Quanto a mim, faz mais de um quarto de século desde que parei de me considerar pertencente a qualquer família da Direita e que eu parei de mostrar solidariedade com ela. Não há nenhum mistério aqui: já o disse e escrevi muitas vezes. Mas apesar disto, não considero que a Direita seja um assunto desinteressante. Nem penso que seja um assunto desprezível. Quando eu a critico – e eu sempre hesito antes de criticá-la, tanto porque não é apropriado atirar em um alvo tão fácil e por não querer me envolver com o movimento – sou forçado a generalizar, e quando se generaliza, sempre se corre o risco de ser injusto. Mas eu não ignoro seus méritos. Da mesma forma que as suas qualidades têm defeitos, suas falhas também têm qualidades. Em muitas ocasiões, a Direito era (e continua sendo) admirável por sua coragem, sua persistência e seu espírito de sacrifício. Todas essas qualidades, mas têm conseguido resultados tão escassos!

Vou acrescentar que eu não me reconheço como pertencente a qualquer família da Esquerda, que me poupa do desejo de querer ser “admitido”. Pode-se, sem dúvida, definir-me como alguém da extra-esquerda da extrema-direita ou um homem que tem idéias de esquerda e valores de direita. Isto me permite concordar igualmente bem com os homens de esquerda e com os homens de direita cada vez que eles afirmam idéias que considero justas. Mas, na verdade, eu não me importo com rótulos faz um bom tempo.

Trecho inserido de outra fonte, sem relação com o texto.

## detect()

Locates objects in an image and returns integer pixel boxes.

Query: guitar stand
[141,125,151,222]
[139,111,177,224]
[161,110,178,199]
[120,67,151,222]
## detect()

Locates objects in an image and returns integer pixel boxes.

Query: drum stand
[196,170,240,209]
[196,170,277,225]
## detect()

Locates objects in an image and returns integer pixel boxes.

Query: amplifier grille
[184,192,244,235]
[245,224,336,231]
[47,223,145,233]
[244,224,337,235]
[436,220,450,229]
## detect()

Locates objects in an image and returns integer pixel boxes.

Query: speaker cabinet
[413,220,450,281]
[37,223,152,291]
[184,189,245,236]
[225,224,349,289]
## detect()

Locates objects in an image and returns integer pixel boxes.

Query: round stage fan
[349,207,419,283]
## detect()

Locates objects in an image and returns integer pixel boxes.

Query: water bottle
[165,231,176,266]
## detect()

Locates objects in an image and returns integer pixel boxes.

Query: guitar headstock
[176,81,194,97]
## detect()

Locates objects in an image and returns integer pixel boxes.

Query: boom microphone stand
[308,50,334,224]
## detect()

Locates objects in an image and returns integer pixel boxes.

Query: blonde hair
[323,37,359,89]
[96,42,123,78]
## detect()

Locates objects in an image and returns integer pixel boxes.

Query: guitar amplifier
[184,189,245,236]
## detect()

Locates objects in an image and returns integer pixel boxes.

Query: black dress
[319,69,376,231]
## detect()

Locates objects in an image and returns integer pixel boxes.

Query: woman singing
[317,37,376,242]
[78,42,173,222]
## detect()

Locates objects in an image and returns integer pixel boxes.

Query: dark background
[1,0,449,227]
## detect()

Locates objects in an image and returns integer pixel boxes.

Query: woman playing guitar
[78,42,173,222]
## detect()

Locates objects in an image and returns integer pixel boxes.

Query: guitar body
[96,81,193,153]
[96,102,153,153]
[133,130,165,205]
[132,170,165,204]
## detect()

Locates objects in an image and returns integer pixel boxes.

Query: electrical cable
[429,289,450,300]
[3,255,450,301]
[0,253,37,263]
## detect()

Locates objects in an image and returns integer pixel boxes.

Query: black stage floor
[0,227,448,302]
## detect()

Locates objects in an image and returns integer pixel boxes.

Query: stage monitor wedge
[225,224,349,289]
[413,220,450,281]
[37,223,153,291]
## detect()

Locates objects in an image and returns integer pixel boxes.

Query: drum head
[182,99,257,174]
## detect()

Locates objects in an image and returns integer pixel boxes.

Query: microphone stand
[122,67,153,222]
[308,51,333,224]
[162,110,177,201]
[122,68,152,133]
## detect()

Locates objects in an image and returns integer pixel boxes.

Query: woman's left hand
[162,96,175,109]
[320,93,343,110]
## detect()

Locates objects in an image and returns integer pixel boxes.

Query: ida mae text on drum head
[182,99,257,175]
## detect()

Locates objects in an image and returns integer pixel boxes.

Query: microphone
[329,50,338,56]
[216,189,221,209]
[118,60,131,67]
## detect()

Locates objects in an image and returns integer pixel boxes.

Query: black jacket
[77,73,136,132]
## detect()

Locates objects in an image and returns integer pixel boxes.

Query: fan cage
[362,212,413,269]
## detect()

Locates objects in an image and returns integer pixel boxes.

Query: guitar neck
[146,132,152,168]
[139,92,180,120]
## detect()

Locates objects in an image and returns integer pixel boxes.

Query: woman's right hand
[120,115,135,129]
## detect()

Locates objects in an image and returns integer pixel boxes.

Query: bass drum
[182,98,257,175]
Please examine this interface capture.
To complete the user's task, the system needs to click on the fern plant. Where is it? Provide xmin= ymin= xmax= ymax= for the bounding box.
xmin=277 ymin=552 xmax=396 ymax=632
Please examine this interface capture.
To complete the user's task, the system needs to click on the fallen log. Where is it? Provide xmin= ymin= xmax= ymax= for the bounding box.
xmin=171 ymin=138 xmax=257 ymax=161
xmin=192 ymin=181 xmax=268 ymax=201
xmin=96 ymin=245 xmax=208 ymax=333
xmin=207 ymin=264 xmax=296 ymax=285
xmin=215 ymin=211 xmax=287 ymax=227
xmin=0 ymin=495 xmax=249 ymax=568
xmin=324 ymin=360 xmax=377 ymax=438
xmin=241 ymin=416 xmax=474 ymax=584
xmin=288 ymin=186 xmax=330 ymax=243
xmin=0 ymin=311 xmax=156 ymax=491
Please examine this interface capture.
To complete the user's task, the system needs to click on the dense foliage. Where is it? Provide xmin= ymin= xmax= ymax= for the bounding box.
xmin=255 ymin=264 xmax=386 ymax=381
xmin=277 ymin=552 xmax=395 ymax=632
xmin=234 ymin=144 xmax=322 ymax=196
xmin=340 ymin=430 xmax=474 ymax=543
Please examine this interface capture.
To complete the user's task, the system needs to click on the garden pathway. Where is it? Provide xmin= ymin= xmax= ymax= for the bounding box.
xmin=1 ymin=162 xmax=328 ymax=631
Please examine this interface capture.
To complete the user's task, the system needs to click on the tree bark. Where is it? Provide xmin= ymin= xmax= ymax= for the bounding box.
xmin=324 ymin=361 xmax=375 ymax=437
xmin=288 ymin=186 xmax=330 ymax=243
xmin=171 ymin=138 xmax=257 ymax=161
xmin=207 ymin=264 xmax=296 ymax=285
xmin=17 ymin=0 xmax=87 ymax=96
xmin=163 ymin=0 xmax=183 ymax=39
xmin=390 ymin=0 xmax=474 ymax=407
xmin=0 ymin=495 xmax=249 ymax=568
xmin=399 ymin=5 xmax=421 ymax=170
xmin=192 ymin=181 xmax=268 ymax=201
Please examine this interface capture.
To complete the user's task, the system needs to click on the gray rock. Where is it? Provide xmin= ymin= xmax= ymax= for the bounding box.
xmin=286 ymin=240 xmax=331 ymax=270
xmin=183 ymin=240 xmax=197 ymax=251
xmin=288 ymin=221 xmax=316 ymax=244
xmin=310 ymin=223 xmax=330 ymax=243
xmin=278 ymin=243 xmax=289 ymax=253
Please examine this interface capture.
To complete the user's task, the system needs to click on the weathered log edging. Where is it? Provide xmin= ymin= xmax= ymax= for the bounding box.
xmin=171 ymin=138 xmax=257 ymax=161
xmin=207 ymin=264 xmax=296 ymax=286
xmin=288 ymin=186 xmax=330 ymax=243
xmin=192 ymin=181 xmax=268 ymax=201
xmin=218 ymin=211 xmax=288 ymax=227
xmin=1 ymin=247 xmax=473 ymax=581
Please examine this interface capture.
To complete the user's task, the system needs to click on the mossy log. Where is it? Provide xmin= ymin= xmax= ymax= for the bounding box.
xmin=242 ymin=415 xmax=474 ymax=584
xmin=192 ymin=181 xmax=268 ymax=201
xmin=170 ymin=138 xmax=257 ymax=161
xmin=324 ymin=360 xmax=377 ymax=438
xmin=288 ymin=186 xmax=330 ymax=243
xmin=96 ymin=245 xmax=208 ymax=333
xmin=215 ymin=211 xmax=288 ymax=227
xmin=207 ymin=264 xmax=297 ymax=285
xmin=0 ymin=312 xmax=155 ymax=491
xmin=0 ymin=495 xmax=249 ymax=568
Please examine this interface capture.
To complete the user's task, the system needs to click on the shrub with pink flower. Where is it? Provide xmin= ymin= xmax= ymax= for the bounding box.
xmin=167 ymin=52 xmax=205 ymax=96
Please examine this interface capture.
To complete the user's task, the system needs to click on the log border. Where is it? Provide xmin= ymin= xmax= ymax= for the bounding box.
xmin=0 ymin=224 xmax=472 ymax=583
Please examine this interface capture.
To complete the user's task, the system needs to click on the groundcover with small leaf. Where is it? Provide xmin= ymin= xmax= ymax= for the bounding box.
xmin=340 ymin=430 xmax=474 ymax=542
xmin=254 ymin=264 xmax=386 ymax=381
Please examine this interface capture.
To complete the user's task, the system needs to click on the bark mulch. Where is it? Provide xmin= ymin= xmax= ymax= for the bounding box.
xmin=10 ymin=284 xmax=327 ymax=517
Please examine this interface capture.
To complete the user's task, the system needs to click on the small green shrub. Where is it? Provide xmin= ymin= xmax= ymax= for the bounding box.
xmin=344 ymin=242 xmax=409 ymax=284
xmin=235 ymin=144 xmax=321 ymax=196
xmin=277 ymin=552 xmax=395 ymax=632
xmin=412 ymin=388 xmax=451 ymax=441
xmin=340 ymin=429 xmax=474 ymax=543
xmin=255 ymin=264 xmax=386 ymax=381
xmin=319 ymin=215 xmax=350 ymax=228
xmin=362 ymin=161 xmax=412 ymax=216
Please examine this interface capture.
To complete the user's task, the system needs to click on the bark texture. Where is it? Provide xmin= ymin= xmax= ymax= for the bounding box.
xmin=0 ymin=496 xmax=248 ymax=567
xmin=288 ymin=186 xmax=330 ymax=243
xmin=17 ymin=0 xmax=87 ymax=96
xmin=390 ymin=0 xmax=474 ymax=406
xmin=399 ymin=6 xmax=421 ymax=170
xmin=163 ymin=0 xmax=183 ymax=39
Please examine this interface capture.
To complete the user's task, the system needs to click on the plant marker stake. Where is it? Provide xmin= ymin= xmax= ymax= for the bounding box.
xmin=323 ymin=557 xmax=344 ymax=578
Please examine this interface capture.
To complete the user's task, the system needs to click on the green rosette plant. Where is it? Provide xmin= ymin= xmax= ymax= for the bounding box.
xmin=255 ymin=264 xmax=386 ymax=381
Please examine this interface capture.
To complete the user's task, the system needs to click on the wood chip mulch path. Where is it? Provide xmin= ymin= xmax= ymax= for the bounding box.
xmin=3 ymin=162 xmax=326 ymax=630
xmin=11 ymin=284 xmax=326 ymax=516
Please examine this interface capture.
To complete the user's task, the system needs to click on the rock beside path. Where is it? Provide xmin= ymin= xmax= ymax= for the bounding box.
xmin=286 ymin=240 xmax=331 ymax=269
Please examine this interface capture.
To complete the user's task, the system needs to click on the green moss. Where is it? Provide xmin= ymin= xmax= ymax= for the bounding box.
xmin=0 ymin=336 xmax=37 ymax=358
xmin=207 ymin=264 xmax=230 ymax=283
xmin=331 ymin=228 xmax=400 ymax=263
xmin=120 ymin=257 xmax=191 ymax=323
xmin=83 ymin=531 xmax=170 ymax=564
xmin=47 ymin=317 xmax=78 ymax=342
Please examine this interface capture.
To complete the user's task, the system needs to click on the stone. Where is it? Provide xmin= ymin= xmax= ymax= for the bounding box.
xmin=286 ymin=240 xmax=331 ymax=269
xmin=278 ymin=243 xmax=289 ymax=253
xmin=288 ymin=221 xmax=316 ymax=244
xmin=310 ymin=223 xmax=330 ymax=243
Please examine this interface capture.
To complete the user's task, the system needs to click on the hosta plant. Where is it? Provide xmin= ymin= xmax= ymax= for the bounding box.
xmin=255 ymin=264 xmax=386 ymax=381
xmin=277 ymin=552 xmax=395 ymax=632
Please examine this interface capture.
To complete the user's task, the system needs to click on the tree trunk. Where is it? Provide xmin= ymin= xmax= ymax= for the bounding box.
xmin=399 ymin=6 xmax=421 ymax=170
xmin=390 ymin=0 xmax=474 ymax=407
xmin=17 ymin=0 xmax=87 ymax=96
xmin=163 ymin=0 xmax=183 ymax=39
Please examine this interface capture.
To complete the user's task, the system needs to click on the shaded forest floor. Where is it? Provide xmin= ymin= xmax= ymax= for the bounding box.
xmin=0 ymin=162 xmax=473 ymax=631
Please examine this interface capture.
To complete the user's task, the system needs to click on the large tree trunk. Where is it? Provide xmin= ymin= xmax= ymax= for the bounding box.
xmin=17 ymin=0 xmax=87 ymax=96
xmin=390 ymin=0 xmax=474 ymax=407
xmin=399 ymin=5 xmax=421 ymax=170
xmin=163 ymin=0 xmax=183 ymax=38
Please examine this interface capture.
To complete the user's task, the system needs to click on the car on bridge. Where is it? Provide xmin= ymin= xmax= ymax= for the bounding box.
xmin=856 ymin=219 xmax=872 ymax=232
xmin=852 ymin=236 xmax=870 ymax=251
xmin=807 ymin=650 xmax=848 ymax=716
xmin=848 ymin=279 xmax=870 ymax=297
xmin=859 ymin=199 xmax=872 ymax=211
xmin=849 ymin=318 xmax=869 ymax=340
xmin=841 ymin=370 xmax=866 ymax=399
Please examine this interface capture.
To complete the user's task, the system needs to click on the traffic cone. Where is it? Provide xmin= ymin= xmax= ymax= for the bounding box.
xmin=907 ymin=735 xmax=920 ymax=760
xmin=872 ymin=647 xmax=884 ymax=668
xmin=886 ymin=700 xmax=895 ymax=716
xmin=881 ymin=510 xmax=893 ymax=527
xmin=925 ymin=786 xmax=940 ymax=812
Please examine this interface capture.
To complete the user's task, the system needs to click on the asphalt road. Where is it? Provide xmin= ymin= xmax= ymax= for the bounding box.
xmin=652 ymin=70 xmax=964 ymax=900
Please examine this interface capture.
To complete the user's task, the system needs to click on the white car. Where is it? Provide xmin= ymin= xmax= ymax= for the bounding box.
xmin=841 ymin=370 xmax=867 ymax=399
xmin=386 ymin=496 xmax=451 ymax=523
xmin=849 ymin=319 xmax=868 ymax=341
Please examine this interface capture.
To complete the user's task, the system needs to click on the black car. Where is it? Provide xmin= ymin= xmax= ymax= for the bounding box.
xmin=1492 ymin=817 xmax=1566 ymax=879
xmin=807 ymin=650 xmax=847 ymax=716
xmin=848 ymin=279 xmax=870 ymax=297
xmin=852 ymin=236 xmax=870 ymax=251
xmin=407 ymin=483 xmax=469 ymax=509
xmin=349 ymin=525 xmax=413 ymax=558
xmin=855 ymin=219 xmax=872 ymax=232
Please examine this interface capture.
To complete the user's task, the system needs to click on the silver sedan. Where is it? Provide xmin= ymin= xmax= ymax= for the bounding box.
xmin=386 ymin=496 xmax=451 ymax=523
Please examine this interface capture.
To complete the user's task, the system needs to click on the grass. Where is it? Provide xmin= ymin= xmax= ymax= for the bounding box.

Eu me importo tanto menos, já que a dupla Esquerda-Direita fica cada vez mais ineficaz como uma ferramenta analítica. O que é uma “posição da extrema-direita” sobre a ocupação americana do Iraque, e qual é a da “extrema-esquerda”? Não há simplesmente nenhuma: tanto no lado da Esquerda quanto no lado da Direita, esta ocupação tem opositores e apoiantes. É o mesmo para todos os problemas do nosso tempo: a integração Europeia, geopolítica, ecologia, a vinda da crise do petróleo, etc. A única coisa que importa é o que as pessoas pensam de uma questão precisa, não importa como eles se posicionam (ou se recusar a) no espectro político tradicional.